Lebanon’s Prime Minister Najib Mikati said on Monday he would not seek re-election in a parliamentary election scheduled for May 15.
The statement, made in a television address, throws Sunni Muslim politics in Lebanon into deeper disarray two months from a vote seen as important for reinvigorating public life in Lebanon in the third year of a financial crisis.
It follows an announcement by ex-Prime Minister Saad Hariri in January that he would withdraw from politics and that his Future Movement, which now has some 20 members of parliament, would not field candidates.
Hariri is the top Sunni politician in a country where a power-sharing agreement dictates the prime minister must always be Sunni, the president a Maronite Christian and the parliament speaker a Shia Muslim.

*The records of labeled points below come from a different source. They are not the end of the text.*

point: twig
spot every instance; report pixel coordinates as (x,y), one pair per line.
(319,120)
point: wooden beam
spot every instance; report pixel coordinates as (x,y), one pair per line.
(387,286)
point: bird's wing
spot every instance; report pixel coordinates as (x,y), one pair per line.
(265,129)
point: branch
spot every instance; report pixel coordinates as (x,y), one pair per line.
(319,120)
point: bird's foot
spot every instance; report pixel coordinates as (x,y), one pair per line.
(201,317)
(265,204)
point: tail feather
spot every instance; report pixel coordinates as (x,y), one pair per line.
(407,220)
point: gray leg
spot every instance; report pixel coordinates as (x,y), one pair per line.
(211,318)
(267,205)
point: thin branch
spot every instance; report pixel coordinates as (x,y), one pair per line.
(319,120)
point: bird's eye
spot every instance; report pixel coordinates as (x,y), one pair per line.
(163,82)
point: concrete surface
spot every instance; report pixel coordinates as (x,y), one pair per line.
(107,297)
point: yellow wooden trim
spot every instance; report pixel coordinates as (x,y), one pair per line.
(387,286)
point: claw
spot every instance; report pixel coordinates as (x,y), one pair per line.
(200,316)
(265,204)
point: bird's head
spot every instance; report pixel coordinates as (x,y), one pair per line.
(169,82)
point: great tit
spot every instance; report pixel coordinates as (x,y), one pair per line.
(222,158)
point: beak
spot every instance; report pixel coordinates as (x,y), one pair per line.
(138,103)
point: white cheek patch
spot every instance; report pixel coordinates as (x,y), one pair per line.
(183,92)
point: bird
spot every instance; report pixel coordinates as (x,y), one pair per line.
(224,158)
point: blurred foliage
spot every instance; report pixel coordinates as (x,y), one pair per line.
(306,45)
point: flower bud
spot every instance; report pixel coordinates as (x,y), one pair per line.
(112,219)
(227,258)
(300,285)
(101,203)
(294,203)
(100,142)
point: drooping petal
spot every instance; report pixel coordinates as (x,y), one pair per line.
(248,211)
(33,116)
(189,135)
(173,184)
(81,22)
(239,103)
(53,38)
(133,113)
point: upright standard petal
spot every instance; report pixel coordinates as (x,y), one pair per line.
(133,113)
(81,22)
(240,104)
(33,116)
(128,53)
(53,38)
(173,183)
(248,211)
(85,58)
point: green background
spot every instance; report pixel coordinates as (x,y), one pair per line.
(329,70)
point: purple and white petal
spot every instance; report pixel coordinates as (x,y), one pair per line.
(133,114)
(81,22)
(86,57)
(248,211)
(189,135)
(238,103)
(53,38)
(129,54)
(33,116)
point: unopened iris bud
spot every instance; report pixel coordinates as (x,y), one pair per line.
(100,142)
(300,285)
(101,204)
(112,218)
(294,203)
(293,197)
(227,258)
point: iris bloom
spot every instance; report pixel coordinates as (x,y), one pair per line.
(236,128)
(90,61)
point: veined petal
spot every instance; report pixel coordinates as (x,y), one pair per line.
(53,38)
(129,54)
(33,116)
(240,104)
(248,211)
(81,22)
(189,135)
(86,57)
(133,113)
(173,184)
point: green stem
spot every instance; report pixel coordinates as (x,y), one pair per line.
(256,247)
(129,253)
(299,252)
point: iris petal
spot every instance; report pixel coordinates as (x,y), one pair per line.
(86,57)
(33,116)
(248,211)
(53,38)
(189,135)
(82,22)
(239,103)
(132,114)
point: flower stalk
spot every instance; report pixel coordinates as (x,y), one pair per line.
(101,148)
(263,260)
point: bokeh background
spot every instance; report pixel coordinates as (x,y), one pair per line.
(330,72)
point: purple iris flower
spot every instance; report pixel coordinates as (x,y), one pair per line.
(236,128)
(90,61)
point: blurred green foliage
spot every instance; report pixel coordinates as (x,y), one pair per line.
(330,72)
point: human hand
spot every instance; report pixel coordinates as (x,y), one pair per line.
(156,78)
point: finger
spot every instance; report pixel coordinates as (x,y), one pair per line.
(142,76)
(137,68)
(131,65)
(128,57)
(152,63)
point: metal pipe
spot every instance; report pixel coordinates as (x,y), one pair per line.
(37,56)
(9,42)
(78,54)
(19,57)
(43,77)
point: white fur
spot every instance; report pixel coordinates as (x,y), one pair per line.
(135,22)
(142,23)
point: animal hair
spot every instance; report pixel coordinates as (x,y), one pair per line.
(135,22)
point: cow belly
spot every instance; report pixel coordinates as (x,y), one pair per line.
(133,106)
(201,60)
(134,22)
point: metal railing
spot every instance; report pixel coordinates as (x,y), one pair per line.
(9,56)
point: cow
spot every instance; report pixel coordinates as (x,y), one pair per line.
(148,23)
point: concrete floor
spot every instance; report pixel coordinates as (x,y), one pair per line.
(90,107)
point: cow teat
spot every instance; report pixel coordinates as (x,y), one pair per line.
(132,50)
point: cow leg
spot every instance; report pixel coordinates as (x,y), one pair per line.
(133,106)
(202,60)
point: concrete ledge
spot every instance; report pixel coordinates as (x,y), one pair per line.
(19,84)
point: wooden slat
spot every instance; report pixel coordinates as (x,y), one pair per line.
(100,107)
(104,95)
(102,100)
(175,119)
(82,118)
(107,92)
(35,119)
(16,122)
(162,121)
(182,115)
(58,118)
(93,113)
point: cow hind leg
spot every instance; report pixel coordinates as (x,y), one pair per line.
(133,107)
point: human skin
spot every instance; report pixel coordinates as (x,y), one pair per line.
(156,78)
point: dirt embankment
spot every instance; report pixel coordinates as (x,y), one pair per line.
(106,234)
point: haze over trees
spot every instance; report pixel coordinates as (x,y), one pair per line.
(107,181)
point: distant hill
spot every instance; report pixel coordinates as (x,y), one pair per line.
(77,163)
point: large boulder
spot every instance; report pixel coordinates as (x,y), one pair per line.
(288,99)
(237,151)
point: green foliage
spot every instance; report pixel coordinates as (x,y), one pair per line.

All seats in Lebanon’s 128-member legislature are also allocated by religious sect, with 27 seats set aside for Sunnis – most of which are now up for grabs.
While announcing he would not run, Mikati called on Lebanese to turn out to vote and said his move aimed to “provide room for the new generation.”
Hariri’s withdrawal from politics followed years of strained relations with former regional backer Saudi Arabia over what the Gulf Arab kingdom perceived as his weakness in the face Lebanon’s Iran-backed Hezbollah, which has growing influence in the country.
His decision had raised concerns about a potential boycott of the vote by Sunnis that could undermine the electoral process, though a number of other Sunni candidates are in the running.